Nace en San Juan de Pié de Puerto, de la Baja Navarra en 1529.

Sus padres como otros tantos hidalgos se trasladan a la entonces muy próspera ciudad de Baeza. Finalizando su bachiller en Arte marcha a la joven Universidad de Alcalá  de Henares, donde obtiene el título de Bachiller en Medicina, Licenciatura y por último, en 1559 el grado de Doctor.

De nuevo regresa a Baeza donde Felipe II le concede la plaza de médico, afincándose y teniendo casa principal en Linares en 1571, y donde fijó su residencia hasta su muerte en 1589. Sus restos reposas en el antiguo cementerio parejo a la Iglesia de Santa María la Mayor e Linares, donde nuestra fundación lo inmortalizó con una placa en 1999.

Juan Huarte de San Juan es un hombre universal al tener la dicha de escribirnos “El Examen de Ingenios para las Ciencias”– primera edición en 1575-. Donde muestra las diferencias de las habilidades que hay en los hombres y el tipo de trabajo que a cada uno le corresponde en particular.

A partir de esta obra cada sujeto pudo conocer su ingenio creando lo que hoy llamamos pruebas psicométricas para poder medir y escoger el estudio de la ciencia en que más ha de aprovechar.

La finalidad de la obra como bien explica en el Proemio de la misma es establecer una ley muy elemental: que el carpintero no hiciese obra tocante al oficio de labrador, ni el tejedor de arquitecto, ni el médico abogase… sino que cada uno ejercitase sólo aquel artes para el cual tuviere talento natural, dejándose los demás.

Huarte es el primer científico que nos da herramienta para orientar y seleccionar a los jóvenes en su profesión, además de pretender que las Facultades tuvieran examinadores para saber si el que quisiera estudiar dialéctica, filosofía, medicina, teología o leyes gozaban del ingenio que para cada una de estas ciencias había menester, y así evitar  los daños provenientes de un ejercicio sin vocación ni aptitud.

Y en atas de este propósito, Huarte trata en su obra qué naturaleza es la que hace al hombre hábil para la ciencia y para otra incapaz; cuántas diferencias de ingenio se hallan en la especie humana: qué artes y ciencias responder a cada uno en particular; y qué señales se habían de conocer para una exacta elección, que es lo mas importante.

Es el primero en distinguir y darnos  a conocer las diferencias individuales, las diferencias naturales del “ingenio” humano y aplicar con arte a cada uno la ciencia en que más había de rendir en su estudio.

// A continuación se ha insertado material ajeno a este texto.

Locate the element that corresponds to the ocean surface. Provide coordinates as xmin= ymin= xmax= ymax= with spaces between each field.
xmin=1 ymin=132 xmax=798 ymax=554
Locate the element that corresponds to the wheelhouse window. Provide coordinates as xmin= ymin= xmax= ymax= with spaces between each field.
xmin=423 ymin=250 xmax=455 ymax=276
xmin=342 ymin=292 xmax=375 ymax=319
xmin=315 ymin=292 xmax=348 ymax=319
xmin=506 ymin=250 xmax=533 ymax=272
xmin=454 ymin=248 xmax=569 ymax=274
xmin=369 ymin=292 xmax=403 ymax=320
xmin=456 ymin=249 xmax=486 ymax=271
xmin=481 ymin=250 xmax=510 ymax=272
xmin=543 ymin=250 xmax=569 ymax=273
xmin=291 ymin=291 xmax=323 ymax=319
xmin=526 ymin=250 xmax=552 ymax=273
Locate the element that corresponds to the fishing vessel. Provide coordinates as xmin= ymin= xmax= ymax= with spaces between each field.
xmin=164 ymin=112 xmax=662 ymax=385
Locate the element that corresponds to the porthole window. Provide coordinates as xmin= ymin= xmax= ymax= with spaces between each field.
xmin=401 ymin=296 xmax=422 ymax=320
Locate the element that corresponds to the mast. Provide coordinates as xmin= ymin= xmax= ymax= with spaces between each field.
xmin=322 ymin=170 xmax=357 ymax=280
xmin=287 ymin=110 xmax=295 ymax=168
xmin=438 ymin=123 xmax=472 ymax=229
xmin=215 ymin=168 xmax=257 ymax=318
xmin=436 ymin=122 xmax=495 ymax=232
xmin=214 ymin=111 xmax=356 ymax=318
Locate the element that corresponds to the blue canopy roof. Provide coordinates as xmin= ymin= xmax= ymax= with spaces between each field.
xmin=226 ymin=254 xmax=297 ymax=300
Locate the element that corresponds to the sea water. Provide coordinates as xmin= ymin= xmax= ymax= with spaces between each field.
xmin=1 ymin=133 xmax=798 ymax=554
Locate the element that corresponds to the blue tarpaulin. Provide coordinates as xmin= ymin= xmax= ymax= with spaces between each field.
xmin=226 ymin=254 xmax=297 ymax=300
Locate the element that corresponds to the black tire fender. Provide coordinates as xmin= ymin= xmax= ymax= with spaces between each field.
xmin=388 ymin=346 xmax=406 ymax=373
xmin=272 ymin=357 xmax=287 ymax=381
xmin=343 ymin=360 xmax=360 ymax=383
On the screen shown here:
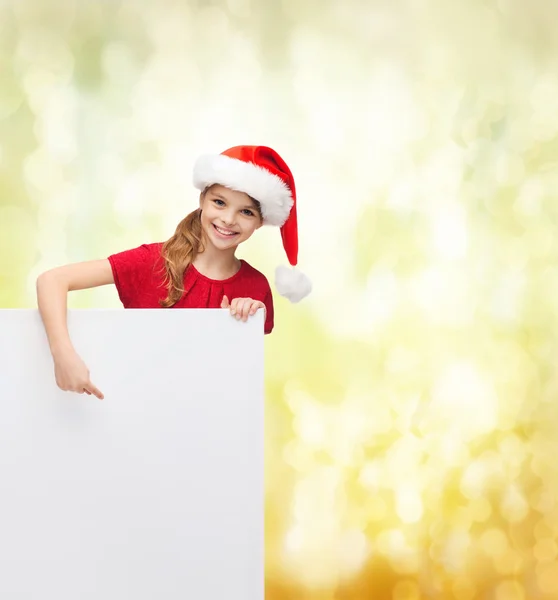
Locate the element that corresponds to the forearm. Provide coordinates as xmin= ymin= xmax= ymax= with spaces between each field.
xmin=36 ymin=271 xmax=74 ymax=358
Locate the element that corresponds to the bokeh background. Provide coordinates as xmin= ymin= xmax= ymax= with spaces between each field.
xmin=3 ymin=0 xmax=558 ymax=598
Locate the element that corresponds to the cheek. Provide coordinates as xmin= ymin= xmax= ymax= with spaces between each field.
xmin=200 ymin=207 xmax=214 ymax=224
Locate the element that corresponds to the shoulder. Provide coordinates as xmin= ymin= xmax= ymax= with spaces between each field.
xmin=135 ymin=242 xmax=164 ymax=258
xmin=107 ymin=242 xmax=166 ymax=307
xmin=107 ymin=242 xmax=165 ymax=281
xmin=238 ymin=260 xmax=272 ymax=292
xmin=109 ymin=242 xmax=163 ymax=264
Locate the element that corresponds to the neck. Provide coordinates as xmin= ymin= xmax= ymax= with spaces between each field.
xmin=192 ymin=242 xmax=240 ymax=279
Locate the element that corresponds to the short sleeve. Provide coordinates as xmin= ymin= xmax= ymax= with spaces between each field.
xmin=263 ymin=288 xmax=274 ymax=334
xmin=107 ymin=244 xmax=155 ymax=307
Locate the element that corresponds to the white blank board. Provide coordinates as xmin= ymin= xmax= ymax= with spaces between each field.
xmin=0 ymin=309 xmax=264 ymax=600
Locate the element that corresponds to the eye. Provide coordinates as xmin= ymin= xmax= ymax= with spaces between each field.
xmin=241 ymin=209 xmax=255 ymax=216
xmin=213 ymin=198 xmax=225 ymax=206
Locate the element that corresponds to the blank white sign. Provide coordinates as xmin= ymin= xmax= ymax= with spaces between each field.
xmin=0 ymin=309 xmax=264 ymax=600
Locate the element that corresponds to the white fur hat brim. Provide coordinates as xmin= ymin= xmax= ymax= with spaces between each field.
xmin=193 ymin=154 xmax=293 ymax=227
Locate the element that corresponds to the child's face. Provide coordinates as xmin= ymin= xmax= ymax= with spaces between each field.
xmin=199 ymin=184 xmax=263 ymax=251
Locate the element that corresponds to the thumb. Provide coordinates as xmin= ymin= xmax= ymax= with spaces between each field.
xmin=221 ymin=295 xmax=230 ymax=308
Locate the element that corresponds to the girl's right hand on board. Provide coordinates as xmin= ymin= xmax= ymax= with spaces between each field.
xmin=53 ymin=348 xmax=104 ymax=400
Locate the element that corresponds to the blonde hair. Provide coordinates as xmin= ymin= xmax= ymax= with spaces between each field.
xmin=159 ymin=187 xmax=262 ymax=307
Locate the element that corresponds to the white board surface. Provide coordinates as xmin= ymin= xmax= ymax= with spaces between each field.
xmin=0 ymin=309 xmax=264 ymax=600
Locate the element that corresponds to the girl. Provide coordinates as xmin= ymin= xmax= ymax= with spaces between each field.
xmin=36 ymin=145 xmax=311 ymax=401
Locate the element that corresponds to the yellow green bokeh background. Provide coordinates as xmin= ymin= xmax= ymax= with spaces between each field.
xmin=3 ymin=1 xmax=558 ymax=598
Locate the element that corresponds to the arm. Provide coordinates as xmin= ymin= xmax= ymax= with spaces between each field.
xmin=36 ymin=259 xmax=115 ymax=399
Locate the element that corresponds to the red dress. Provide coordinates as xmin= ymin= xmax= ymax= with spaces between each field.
xmin=107 ymin=243 xmax=274 ymax=334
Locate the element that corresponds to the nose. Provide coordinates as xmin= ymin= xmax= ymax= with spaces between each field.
xmin=222 ymin=210 xmax=236 ymax=227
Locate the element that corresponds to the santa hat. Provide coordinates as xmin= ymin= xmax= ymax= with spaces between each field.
xmin=193 ymin=145 xmax=312 ymax=303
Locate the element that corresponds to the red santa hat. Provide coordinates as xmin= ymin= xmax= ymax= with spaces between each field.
xmin=193 ymin=145 xmax=312 ymax=302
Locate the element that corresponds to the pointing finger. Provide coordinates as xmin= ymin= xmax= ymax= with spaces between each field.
xmin=87 ymin=383 xmax=104 ymax=401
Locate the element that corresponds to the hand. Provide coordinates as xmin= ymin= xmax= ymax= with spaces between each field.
xmin=53 ymin=348 xmax=104 ymax=400
xmin=221 ymin=295 xmax=265 ymax=322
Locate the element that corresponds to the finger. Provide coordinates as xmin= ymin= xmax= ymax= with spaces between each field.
xmin=221 ymin=295 xmax=230 ymax=309
xmin=249 ymin=301 xmax=264 ymax=316
xmin=230 ymin=297 xmax=240 ymax=316
xmin=87 ymin=383 xmax=104 ymax=401
xmin=84 ymin=389 xmax=91 ymax=395
xmin=233 ymin=299 xmax=245 ymax=320
xmin=241 ymin=301 xmax=252 ymax=322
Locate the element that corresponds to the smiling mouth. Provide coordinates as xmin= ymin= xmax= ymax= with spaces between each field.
xmin=213 ymin=224 xmax=239 ymax=237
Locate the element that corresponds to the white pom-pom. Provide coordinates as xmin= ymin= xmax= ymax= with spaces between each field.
xmin=275 ymin=265 xmax=312 ymax=303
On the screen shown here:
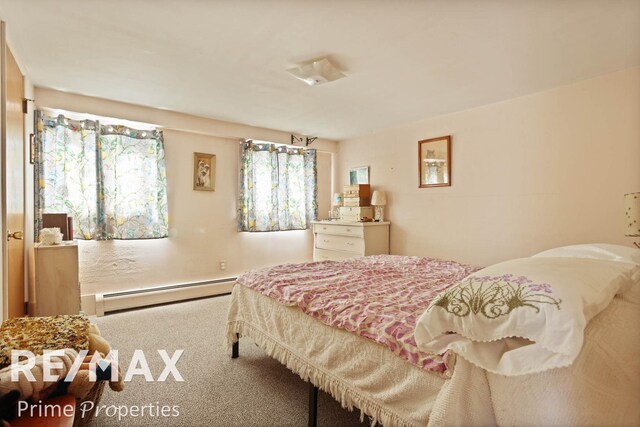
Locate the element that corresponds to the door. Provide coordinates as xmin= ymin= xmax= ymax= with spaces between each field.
xmin=1 ymin=22 xmax=25 ymax=319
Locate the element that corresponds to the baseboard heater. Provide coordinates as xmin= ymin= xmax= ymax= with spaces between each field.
xmin=94 ymin=277 xmax=237 ymax=316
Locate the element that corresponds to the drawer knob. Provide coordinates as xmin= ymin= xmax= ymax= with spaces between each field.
xmin=347 ymin=242 xmax=354 ymax=246
xmin=322 ymin=227 xmax=327 ymax=230
xmin=346 ymin=228 xmax=351 ymax=232
xmin=323 ymin=239 xmax=329 ymax=243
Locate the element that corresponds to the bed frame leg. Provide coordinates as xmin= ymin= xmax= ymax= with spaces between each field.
xmin=308 ymin=383 xmax=318 ymax=427
xmin=231 ymin=333 xmax=239 ymax=359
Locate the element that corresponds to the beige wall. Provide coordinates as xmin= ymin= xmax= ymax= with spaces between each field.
xmin=316 ymin=151 xmax=332 ymax=221
xmin=34 ymin=89 xmax=337 ymax=295
xmin=338 ymin=67 xmax=640 ymax=266
xmin=23 ymin=76 xmax=34 ymax=301
xmin=32 ymin=67 xmax=640 ymax=291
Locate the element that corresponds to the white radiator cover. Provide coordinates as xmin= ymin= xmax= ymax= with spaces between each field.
xmin=88 ymin=278 xmax=236 ymax=316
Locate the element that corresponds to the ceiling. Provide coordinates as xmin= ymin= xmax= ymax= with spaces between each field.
xmin=1 ymin=0 xmax=639 ymax=141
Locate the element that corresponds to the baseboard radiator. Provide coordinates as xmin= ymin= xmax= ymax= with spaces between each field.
xmin=93 ymin=277 xmax=237 ymax=316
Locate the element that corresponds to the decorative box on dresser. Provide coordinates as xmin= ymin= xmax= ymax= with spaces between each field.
xmin=29 ymin=242 xmax=81 ymax=316
xmin=340 ymin=184 xmax=373 ymax=221
xmin=312 ymin=220 xmax=390 ymax=261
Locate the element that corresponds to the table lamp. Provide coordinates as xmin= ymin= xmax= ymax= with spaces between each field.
xmin=371 ymin=191 xmax=387 ymax=222
xmin=625 ymin=192 xmax=640 ymax=248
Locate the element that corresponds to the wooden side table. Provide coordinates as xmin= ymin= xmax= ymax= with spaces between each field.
xmin=29 ymin=242 xmax=80 ymax=316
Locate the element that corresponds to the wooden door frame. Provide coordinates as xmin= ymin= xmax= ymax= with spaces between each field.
xmin=1 ymin=20 xmax=7 ymax=320
xmin=0 ymin=22 xmax=34 ymax=320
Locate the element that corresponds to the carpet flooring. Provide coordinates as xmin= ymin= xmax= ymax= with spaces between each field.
xmin=90 ymin=295 xmax=366 ymax=426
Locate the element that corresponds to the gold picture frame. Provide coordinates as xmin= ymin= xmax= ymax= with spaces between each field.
xmin=193 ymin=152 xmax=216 ymax=191
xmin=419 ymin=136 xmax=451 ymax=188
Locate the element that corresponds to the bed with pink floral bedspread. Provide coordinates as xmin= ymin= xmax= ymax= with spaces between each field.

Como renacentista confirma el programa social que en la República expone Platón: la división social del trabajo, la enseñanza obligatoria y el desempeño del trabajo en función de las capacidades intelectuales. Huarte transforma siguiendo a Galeano en un alma única toda la pluralidad de funciones del alma tripartita de Platón y Aristóteles, marcando distancias respecto al modelo escolástico: memoria, entendimiento y voluntad. Desaparece la voluntad, avisándonos de que el concepto de libre albedrío se transforma en potencia del cuerpo. Toda una novedad.

Para Huarte, la educación no es otra cosa que un auxiliar de la naturaleza del sujeto y cuando el temperamento corporal no es apropiado para una ciencia de los recursos pedagógicos son inútiles. Como Aristóteles considera el cerebro del niño una tabla rasa, los recuerdos infantiles afectan profundamente, de ahí la importancia de una educación temprana.

Lo hermoso de su obra es que no es especulativa, sino que es práctica. Es la primera obra empírica universal.

Cervantes llama a su libro El Ingenioso Hidalgo Don Quijote de la Mancha tras la lectura a Juan Huarte, así como el nacimiento del empirismo y de que se empezara a hablar  entre otra de la “Inteligencia”, palabra anteriormente nunca dicha, también se lo debemos a Juan Huarte.

En su obra se distinguen dos partes con el denominador de la mejora de la intelectualidad española, como él dice:

  1. Una en busca de la mejora profesional de las letras por selección de los jóvenes que acudían a las Universidades, mediante el análisis de sus aptitudes ( no de sus conocimientos)
  2. Otra en busca de la mejora corporal y mental de los españoles, mediante en un orden racional y cuidados de la niñez.

En la primera es el precursor de la “Orientación Profesional” y en la segunda un pedagogo consumado. Es por ello que a Juan Huarte se le tiene por el padre de la Psicología Diferencial y Aplicada.

Su obra tuvo una rápida difusión en el extranjero. Se hicieron 25 reediciones en español, 25 en su versión francesa, 7 en italiana, 6 en la inglesa, 2 en la alemana, 1 en la holandesa y 3 en latina. Lo que revela un triunfo apoteósico en el mercado del libro, y la consagración legítima de esta obra de licencia.